在使用混合输入(图像 + 向量)的时候,发现似乎一直没有给用卷积网络训练,这部分核心是CombinedExtractor混合特征提取,源码如下:
class CombinedExtractor(BaseFeaturesExtractor):
"""
Combined features extractor for Dict observation spaces.
Builds a features extractor for each key of the space. Input from each space
is fed through a separate submodule (CNN or MLP, depending on input shape),
the output features are concatenated and fed through additional MLP network ("combined").
:param observation_space:
:param cnn_output_dim: Number of features to output from each CNN submodule(s). Defaults to
256 to avoid exploding network sizes.
:param normalized_image: Whether to assume that the image is already normalized
or not (this disables dtype and bounds checks): when True, it only checks that
the space is a Box and has 3 dimensions.
Otherwise, it checks that it has expected dtype (uint8) and bounds (values in [0, 255]).
"""
def __init__(
self,
observation_space: spaces.Dict,
cnn_output_dim: int = 256,
normalized_image: bool = False,
) -> None:
# TODO we do not know features-dim here before going over all the items, so put something there. This is dirty!
super().__init__(observation_space, features_dim=1)
extractors: Dict[str, nn.Module] = {}
total_concat_size = 0
for key, subspace in observation_space.spaces.items():
if is_image_space(subspace, normalized_image=normalized_image):
extractors[key] = NatureCNN(subspace, features_dim=cnn_output_dim, normalized_image=normalized_image)
total_concat_size += cnn_output_dim
else:
# The observation key is a vector, flatten it if needed
extractors[key] = nn.Flatten()
total_concat_size += get_flattened_obs_dim(subspace)
self.extractors = nn.ModuleDict(extractors)
# Update the features dim manually
self._features_dim = total_concat_size
def forward(self, observations: TensorDict) -> th.Tensor:
encoded_tensor_list = []
for key, extractor in self.extractors.items():
encoded_tensor_list.append(extractor(observations[key]))
return th.cat(encoded_tensor_list, dim=1)
发现图像要用卷积,必须得过 is_image_space 检查,再看 is_image_space 的源码,发现这检测条件有点严格,如数据类型得是 np.uint8,或者就得设置 normalized_image 等等,所以使用上需要多注意,否则训练半天模型都不对.......
def is_image_space(
observation_space: spaces.Space,
check_channels: bool = False,
normalized_image: bool = False,
) -> bool:
"""
Check if a observation space has the shape, limits and dtype
of a valid image.
The check is conservative, so that it returns False if there is a doubt.

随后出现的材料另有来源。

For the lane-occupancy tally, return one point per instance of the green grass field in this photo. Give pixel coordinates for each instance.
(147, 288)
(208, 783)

Valid images: RGB, RGBD, GrayScale with values in [0, 255]
:param observation_space:
:param check_channels: Whether to do or not the check for the number of channels.

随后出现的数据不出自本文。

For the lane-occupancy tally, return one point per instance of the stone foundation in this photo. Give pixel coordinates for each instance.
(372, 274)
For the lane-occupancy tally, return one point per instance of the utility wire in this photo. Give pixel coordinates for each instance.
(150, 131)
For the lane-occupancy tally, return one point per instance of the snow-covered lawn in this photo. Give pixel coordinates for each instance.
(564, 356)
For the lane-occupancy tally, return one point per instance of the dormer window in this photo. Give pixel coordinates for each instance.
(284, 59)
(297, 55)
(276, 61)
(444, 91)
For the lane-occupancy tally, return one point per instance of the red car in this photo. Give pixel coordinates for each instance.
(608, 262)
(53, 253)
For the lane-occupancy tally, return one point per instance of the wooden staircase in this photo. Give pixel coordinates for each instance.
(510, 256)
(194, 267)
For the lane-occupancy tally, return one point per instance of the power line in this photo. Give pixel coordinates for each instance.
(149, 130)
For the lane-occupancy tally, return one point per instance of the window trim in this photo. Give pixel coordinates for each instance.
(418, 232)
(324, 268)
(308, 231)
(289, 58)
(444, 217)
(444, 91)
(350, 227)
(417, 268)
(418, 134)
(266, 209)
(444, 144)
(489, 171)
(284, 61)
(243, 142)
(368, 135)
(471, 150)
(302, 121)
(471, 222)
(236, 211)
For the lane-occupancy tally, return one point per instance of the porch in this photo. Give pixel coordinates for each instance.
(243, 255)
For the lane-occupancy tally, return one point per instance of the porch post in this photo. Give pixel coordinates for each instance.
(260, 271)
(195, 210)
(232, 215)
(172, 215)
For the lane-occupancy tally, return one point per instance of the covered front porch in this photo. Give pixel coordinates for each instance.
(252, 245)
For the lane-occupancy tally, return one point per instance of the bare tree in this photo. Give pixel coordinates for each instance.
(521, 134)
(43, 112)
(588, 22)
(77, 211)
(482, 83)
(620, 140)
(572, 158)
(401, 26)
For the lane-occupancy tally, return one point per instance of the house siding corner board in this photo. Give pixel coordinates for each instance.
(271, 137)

e.g., with frame-stacking, the observation space may have more channels than expected.
:param normalized_image: Whether to assume that the image is already normalized
or not (this disables dtype and bounds checks): when True, it only checks that
the space is a Box and has 3 dimensions.
Otherwise, it checks that it has expected dtype (uint8) and bounds (values in [0, 255]).
:return:
"""
check_dtype = check_bounds = not normalized_image
if isinstance(observation_space, spaces.Box) and len(observation_space.shape) == 3:
# Check the type
if check_dtype and observation_space.dtype != np.uint8:
return False
# Check the value range
incorrect_bounds = np.any(observation_space.low != 0) or np.any(observation_space.high != 255)

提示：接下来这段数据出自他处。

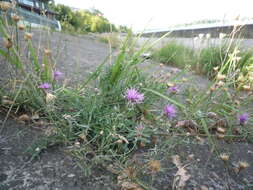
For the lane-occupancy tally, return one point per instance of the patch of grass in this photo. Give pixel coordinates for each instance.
(174, 54)
(103, 124)
(210, 57)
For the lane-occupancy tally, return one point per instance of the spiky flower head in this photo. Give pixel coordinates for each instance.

if check_bounds and incorrect_bounds:
return False
# Skip channels check
if not check_channels:
return True
# Check the number of channels
if is_image_space_channels_first(observation_space):
n_channels = observation_space.shape[0]
else:
n_channels = observation_space.shape[-1]
# GrayScale, RGB, RGBD
return n_channels in [1, 3, 4]
return False
再看一下自己状态空间的定义:
# set up spaces
self.single_observation_space = gym.spaces.Dict()
self.single_observation_space["policy"] = gym.spaces.Dict()
self.single_observation_space["policy"]["img"] = gym.spaces.Box(low=0, high=255, shape=(self.cfg.tiled_camera.height, self.cfg.tiled_camera.width, self.cfg.num_channels))
self.single_observation_space["policy"]["vec"] = gym.spaces.Box(low=-np.inf, high=np.inf, shape=(self.num_observations_vec,))
打印出来是这样的
Dict('img': Box(0.0, 255.0, (48, 64, 1), float32), 'vec': Box(-inf, inf, (13,), float32))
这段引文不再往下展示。